The National Association for Fixed Annuities on Tuesday urged a Washington federal appeals court to freeze the U.S. Labor Department's fiduciary rule to let the group, represented by Bryan Cave, mount its appeal. The new rules require retirement investment advisors to put their clients' best interest before profits.
The annuities group's "emergency" request in the U.S. Court of Appeals for the D.C. Circuit asked the court to stay the April compliance date "to alleviate what can only be described as chaos" in the market for fixed annuities.
"The situation is even more unsettled due to the election of a new administration, which may consider delay or repeal of a rule purposely designed to take effect in one administration but not to become 'applicable' until the next," Bryan Cave partner Philip Bartz wrote for the National Association for Fixed Annuities, or NAFA, which advocates for insurance companies and agents who provide fixed annuities.

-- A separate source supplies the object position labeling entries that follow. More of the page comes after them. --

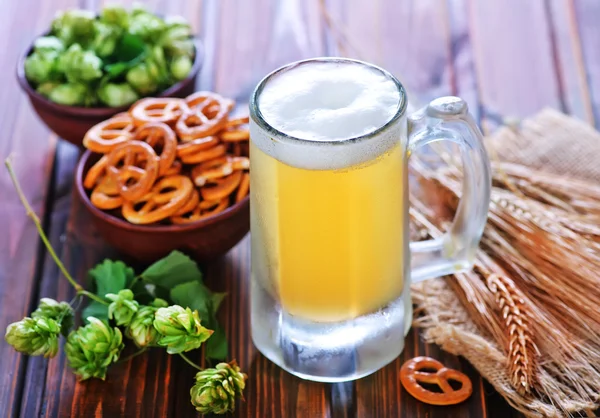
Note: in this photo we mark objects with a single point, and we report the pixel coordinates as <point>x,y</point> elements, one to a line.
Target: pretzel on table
<point>203,210</point>
<point>107,135</point>
<point>206,116</point>
<point>411,375</point>
<point>154,133</point>
<point>133,182</point>
<point>163,110</point>
<point>221,188</point>
<point>154,206</point>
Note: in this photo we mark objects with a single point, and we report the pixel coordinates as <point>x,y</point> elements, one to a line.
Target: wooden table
<point>506,58</point>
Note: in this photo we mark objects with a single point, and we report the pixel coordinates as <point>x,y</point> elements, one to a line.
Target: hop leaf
<point>92,348</point>
<point>34,336</point>
<point>141,328</point>
<point>61,312</point>
<point>123,306</point>
<point>217,389</point>
<point>180,329</point>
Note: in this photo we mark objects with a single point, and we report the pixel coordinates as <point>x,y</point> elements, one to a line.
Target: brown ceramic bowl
<point>71,122</point>
<point>203,240</point>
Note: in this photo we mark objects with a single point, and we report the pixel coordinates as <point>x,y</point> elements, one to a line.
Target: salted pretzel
<point>206,116</point>
<point>221,188</point>
<point>106,194</point>
<point>190,204</point>
<point>411,375</point>
<point>159,134</point>
<point>167,196</point>
<point>164,110</point>
<point>196,145</point>
<point>133,181</point>
<point>174,169</point>
<point>218,168</point>
<point>205,155</point>
<point>212,169</point>
<point>95,173</point>
<point>243,188</point>
<point>203,210</point>
<point>233,133</point>
<point>105,136</point>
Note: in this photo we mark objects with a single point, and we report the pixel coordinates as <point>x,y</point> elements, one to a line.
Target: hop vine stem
<point>36,220</point>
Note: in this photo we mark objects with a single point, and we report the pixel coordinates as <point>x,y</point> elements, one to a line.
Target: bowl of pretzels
<point>169,174</point>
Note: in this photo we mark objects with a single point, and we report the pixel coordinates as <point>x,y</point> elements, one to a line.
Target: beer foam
<point>328,103</point>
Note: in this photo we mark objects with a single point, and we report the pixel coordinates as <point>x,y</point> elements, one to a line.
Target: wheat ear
<point>520,343</point>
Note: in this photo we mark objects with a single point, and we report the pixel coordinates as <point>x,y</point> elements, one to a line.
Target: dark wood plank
<point>33,399</point>
<point>33,149</point>
<point>515,67</point>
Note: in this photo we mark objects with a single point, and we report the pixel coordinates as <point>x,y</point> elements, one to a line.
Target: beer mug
<point>331,259</point>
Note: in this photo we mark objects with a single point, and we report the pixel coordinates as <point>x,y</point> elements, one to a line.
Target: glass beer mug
<point>331,259</point>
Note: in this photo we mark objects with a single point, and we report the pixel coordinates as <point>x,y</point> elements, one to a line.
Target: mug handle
<point>447,119</point>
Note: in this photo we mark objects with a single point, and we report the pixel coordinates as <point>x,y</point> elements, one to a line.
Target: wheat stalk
<point>535,289</point>
<point>520,342</point>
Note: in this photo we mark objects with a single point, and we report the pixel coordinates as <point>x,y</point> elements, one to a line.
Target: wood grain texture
<point>513,58</point>
<point>502,62</point>
<point>32,147</point>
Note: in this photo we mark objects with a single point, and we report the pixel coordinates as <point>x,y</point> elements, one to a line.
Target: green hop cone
<point>34,336</point>
<point>61,312</point>
<point>141,328</point>
<point>123,307</point>
<point>217,389</point>
<point>180,329</point>
<point>92,348</point>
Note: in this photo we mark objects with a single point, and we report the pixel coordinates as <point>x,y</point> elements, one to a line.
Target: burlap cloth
<point>549,141</point>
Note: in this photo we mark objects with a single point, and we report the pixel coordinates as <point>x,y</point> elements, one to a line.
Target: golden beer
<point>331,260</point>
<point>333,239</point>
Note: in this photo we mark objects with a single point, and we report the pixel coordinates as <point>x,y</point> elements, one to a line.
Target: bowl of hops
<point>169,174</point>
<point>88,67</point>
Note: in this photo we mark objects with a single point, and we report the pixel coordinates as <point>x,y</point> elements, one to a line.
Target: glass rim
<point>257,116</point>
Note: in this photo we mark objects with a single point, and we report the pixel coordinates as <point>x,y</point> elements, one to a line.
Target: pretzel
<point>154,133</point>
<point>205,155</point>
<point>95,173</point>
<point>105,136</point>
<point>206,116</point>
<point>221,188</point>
<point>232,133</point>
<point>210,170</point>
<point>203,210</point>
<point>164,110</point>
<point>410,376</point>
<point>133,182</point>
<point>174,169</point>
<point>167,196</point>
<point>190,204</point>
<point>106,194</point>
<point>244,187</point>
<point>217,168</point>
<point>196,145</point>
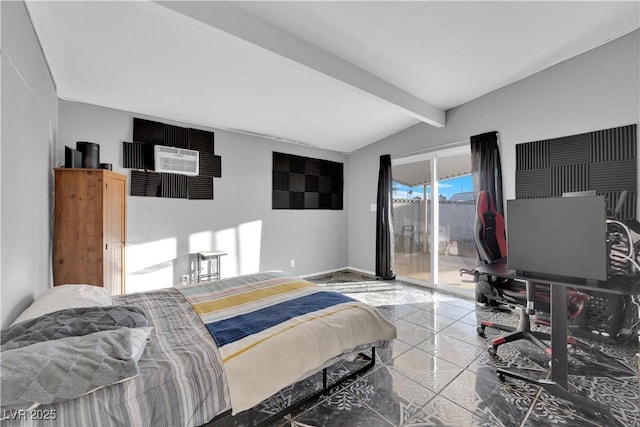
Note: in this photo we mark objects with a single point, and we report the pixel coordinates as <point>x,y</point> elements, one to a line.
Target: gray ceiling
<point>336,75</point>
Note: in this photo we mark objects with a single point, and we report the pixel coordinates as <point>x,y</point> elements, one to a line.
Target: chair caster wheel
<point>493,350</point>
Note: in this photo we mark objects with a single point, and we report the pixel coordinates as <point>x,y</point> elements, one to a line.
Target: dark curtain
<point>485,166</point>
<point>385,265</point>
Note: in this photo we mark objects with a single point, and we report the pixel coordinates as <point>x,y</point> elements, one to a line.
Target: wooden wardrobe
<point>90,228</point>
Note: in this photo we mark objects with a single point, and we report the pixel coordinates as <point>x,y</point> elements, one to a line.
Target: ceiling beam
<point>232,20</point>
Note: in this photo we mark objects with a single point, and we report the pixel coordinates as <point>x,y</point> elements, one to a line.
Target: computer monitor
<point>561,238</point>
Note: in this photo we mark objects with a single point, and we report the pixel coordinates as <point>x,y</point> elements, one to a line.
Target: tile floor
<point>438,372</point>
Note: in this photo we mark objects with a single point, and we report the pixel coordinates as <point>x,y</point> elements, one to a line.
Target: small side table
<point>210,261</point>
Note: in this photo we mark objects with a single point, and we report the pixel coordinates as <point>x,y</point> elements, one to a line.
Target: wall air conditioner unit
<point>176,160</point>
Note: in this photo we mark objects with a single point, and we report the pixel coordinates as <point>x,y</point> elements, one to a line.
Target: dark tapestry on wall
<point>306,183</point>
<point>139,155</point>
<point>604,161</point>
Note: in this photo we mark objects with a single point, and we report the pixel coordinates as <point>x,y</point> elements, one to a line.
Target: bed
<point>188,355</point>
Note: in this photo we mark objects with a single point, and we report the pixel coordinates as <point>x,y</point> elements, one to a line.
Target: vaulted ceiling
<point>336,75</point>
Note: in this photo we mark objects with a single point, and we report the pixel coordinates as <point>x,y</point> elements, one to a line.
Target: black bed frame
<point>325,390</point>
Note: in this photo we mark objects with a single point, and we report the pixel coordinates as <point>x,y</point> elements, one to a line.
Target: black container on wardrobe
<point>90,154</point>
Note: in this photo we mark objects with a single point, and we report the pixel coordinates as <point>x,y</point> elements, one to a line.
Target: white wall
<point>29,127</point>
<point>597,90</point>
<point>239,221</point>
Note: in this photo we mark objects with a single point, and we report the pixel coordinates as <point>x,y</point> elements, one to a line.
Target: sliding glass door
<point>411,219</point>
<point>433,213</point>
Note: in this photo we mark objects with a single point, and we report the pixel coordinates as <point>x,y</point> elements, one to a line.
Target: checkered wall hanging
<point>306,183</point>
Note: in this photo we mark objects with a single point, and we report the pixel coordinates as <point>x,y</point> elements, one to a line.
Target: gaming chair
<point>491,243</point>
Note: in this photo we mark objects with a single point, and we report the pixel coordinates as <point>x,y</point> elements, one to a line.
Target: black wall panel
<point>139,155</point>
<point>306,183</point>
<point>604,161</point>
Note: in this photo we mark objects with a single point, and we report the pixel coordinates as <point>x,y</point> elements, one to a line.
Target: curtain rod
<point>432,149</point>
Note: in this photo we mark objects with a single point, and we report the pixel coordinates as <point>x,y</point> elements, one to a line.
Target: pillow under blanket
<point>55,371</point>
<point>71,322</point>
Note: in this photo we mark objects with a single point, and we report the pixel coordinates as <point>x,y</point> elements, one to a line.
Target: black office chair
<point>531,299</point>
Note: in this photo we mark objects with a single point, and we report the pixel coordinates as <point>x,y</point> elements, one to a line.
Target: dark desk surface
<point>621,285</point>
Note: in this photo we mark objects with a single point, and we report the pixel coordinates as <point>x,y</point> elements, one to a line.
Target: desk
<point>558,384</point>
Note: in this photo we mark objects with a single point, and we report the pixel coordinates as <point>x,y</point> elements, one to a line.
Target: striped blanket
<point>273,330</point>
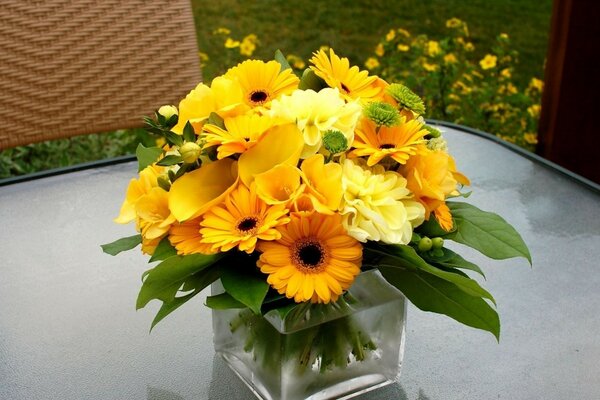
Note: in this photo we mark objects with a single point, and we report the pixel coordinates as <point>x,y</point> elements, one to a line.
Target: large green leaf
<point>450,259</point>
<point>146,155</point>
<point>196,283</point>
<point>223,301</point>
<point>168,308</point>
<point>122,244</point>
<point>486,232</point>
<point>243,284</point>
<point>402,256</point>
<point>163,281</point>
<point>431,293</point>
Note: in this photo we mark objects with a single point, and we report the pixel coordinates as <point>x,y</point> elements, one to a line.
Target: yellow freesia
<point>324,183</point>
<point>279,185</point>
<point>195,192</point>
<point>281,144</point>
<point>136,189</point>
<point>316,112</point>
<point>225,97</point>
<point>155,218</point>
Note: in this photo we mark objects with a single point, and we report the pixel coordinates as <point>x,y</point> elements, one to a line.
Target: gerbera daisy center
<point>309,255</point>
<point>247,224</point>
<point>259,96</point>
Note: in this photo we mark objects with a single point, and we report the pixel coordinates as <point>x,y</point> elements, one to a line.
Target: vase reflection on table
<point>316,351</point>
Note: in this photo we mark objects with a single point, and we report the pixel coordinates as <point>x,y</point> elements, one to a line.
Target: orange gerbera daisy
<point>262,81</point>
<point>337,73</point>
<point>315,259</point>
<point>239,135</point>
<point>398,141</point>
<point>241,220</point>
<point>186,238</point>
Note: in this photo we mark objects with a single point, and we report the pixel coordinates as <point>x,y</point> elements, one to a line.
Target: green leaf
<point>245,286</point>
<point>168,308</point>
<point>174,138</point>
<point>431,228</point>
<point>450,259</point>
<point>310,80</point>
<point>223,301</point>
<point>122,244</point>
<point>399,256</point>
<point>188,132</point>
<point>163,281</point>
<point>486,232</point>
<point>170,160</point>
<point>196,283</point>
<point>431,293</point>
<point>280,58</point>
<point>215,119</point>
<point>163,251</point>
<point>146,155</point>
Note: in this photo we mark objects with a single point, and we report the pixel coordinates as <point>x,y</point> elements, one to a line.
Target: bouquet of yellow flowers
<point>282,189</point>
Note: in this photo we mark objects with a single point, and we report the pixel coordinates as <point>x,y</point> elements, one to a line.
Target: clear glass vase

President-elect Donald Trump hasn't specifically addressed the fiduciary rule, but some industry observers believe his deregulatory agenda could doom the new regulations. Trump hasn't yet named his nominee for secretary of the Labor Department.
U.S. District Judge Randolph Moss in Washington, the first federal trial judge to rule on the merits of the regulations, on Nov. 4 rejected the group's claims. Moss said the Labor Department sufficiently justified the new rule, years in the making, based on new complexities in the retirement savings arena.
The annuities group failed to persuade Moss last week to pause his ruling to let the appeal play out in the D.C. Circuit. "The new rules were adopted to protect retirement investors from conflicted advice and potential losses to their retirement savings," Moss wrote. "Enjoining the rule would delay this protection."